There is minimal evidence that the frequency or duration of prophylactic stretching or flexibility training predicts which athletes developed EAMC during competition. To more effectively prevent EAMC, clinicians should identify athletes' unique intrinsic and extrinsic risk factors and target those risk factors with interventions.

STRENGTH OF RECOMMENDATION

Minimal evidence from 3 prospective cohort studies and 1 case-control study (mostly level 3 studies) that suggests prophylactic stretching or flexibility training can predict which athletes develop EAMC during athletic competitions.

摘要

临床情况

运动相关性肌肉痉挛(EAMC)是在体力活动期间或之后,骨骼肌突然、疼痛和不由自主地收缩。
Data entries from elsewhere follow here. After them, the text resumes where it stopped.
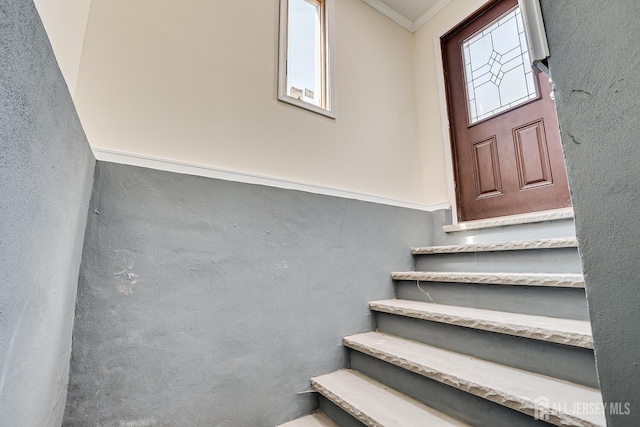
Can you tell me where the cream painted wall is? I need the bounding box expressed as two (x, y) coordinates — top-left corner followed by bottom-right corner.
(34, 0), (91, 96)
(76, 0), (424, 204)
(414, 0), (487, 205)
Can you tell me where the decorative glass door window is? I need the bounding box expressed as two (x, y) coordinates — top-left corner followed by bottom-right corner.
(462, 7), (538, 125)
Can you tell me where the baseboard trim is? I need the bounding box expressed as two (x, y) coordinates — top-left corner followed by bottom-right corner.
(91, 147), (450, 212)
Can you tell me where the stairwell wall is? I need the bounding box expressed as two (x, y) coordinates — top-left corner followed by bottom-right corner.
(542, 0), (640, 427)
(0, 0), (95, 427)
(65, 162), (431, 427)
(76, 0), (424, 205)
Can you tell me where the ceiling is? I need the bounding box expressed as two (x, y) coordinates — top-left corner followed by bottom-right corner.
(362, 0), (451, 32)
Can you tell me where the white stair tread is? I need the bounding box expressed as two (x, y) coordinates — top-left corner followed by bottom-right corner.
(442, 208), (573, 233)
(369, 299), (593, 348)
(391, 271), (584, 288)
(344, 332), (606, 426)
(411, 237), (578, 255)
(278, 412), (338, 427)
(311, 369), (467, 427)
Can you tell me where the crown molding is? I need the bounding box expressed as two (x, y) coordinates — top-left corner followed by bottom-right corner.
(362, 0), (414, 33)
(413, 0), (451, 32)
(362, 0), (451, 33)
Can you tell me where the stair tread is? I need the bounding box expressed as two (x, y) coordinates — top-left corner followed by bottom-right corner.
(311, 369), (467, 427)
(369, 299), (593, 348)
(278, 412), (338, 427)
(344, 332), (606, 426)
(411, 237), (578, 255)
(391, 271), (584, 288)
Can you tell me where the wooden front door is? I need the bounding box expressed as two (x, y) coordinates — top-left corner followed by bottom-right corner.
(442, 0), (571, 221)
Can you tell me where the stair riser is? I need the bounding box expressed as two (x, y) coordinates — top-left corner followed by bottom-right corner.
(415, 248), (582, 274)
(376, 313), (598, 388)
(348, 350), (543, 427)
(396, 281), (589, 320)
(431, 215), (576, 245)
(320, 395), (364, 427)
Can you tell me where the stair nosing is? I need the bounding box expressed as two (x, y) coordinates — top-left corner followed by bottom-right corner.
(277, 411), (338, 427)
(411, 237), (578, 255)
(391, 271), (584, 288)
(369, 299), (593, 349)
(311, 369), (468, 427)
(343, 332), (606, 427)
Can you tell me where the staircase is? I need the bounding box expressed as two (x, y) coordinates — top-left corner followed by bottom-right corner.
(283, 210), (606, 427)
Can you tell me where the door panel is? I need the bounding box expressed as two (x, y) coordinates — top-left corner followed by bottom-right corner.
(473, 137), (502, 199)
(442, 0), (571, 221)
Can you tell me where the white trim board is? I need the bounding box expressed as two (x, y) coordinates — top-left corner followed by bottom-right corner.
(362, 0), (451, 33)
(91, 147), (450, 212)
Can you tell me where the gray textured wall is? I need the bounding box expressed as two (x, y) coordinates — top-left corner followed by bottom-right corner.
(0, 0), (95, 427)
(542, 0), (640, 427)
(65, 162), (430, 427)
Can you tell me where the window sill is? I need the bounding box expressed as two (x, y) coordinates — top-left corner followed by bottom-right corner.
(278, 95), (336, 120)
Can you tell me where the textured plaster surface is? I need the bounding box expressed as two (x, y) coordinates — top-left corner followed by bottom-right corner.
(65, 162), (430, 427)
(0, 0), (95, 427)
(344, 332), (606, 427)
(541, 0), (640, 427)
(391, 271), (584, 288)
(369, 299), (593, 348)
(311, 369), (467, 427)
(411, 237), (577, 255)
(442, 208), (573, 233)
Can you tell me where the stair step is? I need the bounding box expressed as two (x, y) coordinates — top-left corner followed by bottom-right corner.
(343, 332), (606, 427)
(369, 299), (593, 349)
(391, 271), (584, 288)
(442, 208), (573, 233)
(411, 237), (578, 255)
(278, 412), (338, 427)
(311, 369), (467, 427)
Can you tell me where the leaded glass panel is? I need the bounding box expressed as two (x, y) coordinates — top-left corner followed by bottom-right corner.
(462, 7), (538, 124)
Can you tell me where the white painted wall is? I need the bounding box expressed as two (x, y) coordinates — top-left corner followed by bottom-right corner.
(71, 0), (430, 203)
(414, 0), (487, 206)
(34, 0), (91, 96)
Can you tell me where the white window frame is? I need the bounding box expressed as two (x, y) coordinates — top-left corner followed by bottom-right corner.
(278, 0), (336, 119)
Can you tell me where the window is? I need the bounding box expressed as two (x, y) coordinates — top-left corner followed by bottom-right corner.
(278, 0), (335, 118)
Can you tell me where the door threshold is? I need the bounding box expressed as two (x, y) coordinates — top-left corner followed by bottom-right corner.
(442, 208), (573, 233)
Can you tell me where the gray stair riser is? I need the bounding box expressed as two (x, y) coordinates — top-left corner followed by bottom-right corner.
(431, 216), (576, 245)
(396, 281), (589, 320)
(415, 248), (582, 274)
(376, 313), (599, 388)
(348, 350), (547, 427)
(320, 395), (364, 427)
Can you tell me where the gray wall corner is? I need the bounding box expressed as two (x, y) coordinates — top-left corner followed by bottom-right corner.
(0, 0), (95, 427)
(541, 0), (640, 427)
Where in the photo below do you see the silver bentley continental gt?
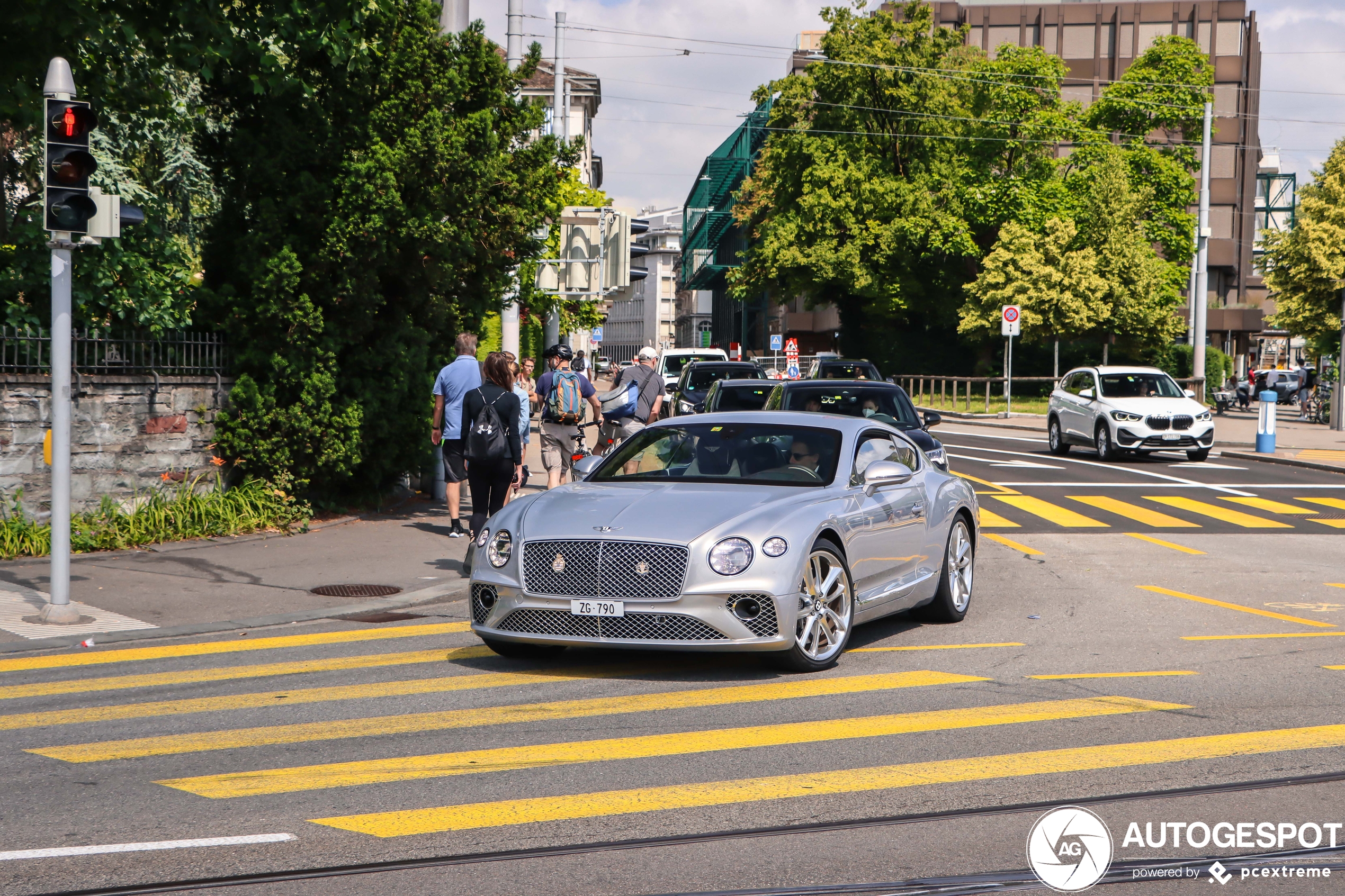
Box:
[471,411,978,672]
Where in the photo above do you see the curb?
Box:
[1218,451,1345,473]
[0,579,471,654]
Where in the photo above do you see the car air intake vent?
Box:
[523,540,687,601]
[499,607,728,641]
[472,584,495,625]
[724,594,780,638]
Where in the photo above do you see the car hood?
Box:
[523,482,823,544]
[1103,397,1206,417]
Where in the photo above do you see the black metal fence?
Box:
[0,327,229,376]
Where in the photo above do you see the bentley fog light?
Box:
[710,539,752,575]
[486,529,514,567]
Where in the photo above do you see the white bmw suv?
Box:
[1046,367,1215,461]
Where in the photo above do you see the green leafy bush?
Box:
[0,476,312,560]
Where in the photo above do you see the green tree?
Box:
[202,7,573,494]
[957,218,1113,341]
[1262,140,1345,355]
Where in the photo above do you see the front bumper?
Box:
[471,582,799,651]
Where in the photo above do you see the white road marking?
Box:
[0,834,297,861]
[944,442,1256,499]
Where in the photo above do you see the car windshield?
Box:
[780,385,920,430]
[1101,374,1185,397]
[686,364,765,392]
[818,361,882,380]
[663,355,724,376]
[590,423,841,486]
[714,385,775,411]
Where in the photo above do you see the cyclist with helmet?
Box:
[536,344,603,489]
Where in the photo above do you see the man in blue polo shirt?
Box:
[429,333,481,539]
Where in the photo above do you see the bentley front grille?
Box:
[472,584,495,625]
[498,607,728,641]
[523,541,687,601]
[724,594,780,638]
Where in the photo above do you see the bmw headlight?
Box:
[710,539,752,575]
[486,529,514,568]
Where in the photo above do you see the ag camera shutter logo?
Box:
[1028,806,1114,893]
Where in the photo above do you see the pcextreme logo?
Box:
[1028,806,1113,893]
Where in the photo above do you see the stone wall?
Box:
[0,374,232,513]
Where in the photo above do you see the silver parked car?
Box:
[471,411,978,672]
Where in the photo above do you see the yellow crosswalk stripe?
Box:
[1022,669,1200,680]
[0,646,495,700]
[0,666,624,731]
[1220,494,1317,516]
[1294,499,1345,511]
[982,532,1044,556]
[27,672,990,762]
[1126,532,1204,554]
[309,726,1345,837]
[976,508,1019,529]
[1135,584,1335,629]
[1145,494,1294,529]
[163,697,1189,799]
[993,494,1108,529]
[1065,494,1200,529]
[0,622,472,672]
EAMC 的最佳治疗方法是温和的静态伸展,直到痉挛缓解。伸展被认为通过正常化α运动神经元控制来缓解 EAMC,特别是通过增加高尔基肌腱器官的活动,并使收缩蛋白物理分离。然而,目前尚不清楚伸展或柔韧性训练是否通过相同的机制预防 EAMC。尽管如此,许多临床医生认为预防性伸展可以预防 EAMC 的发生。

临床问题

在体育活动中经历 EAMC 的运动员是否比在比赛中没有发生 EAMC 的运动员进行更少的预防性伸展或柔韧性训练?

主要发现总结

在 3 项队列研究和 1 项病例对照研究中,比赛前肌肉柔韧性、伸展或柔韧性训练(即持续时间、频率)更大并不能预测谁会在比赛中发生 EAMC。在一项研究中,实际上发生 EAMC 的运动员比非痉挛者更频繁地伸展,且伸展时间长 9 倍(9.8[23.8]分钟/周)。

临床结论

几乎没有证据表明预防性伸展或柔韧性训练的频率或持续时间可以预测哪些运动员在比赛中会发生 EAMC。为了更有效地预防 EAMC,临床医生应确定运动员独特的内在和外在风险因素,并针对这些风险因素进行干预。

推荐强度

来自 3 项前瞻性队列研究和 1 项病例对照研究(主要是 3 级研究)的低证据表明,预防性伸展或柔韧性训练可以预测哪些运动员在运动比赛中会发生 EAMC。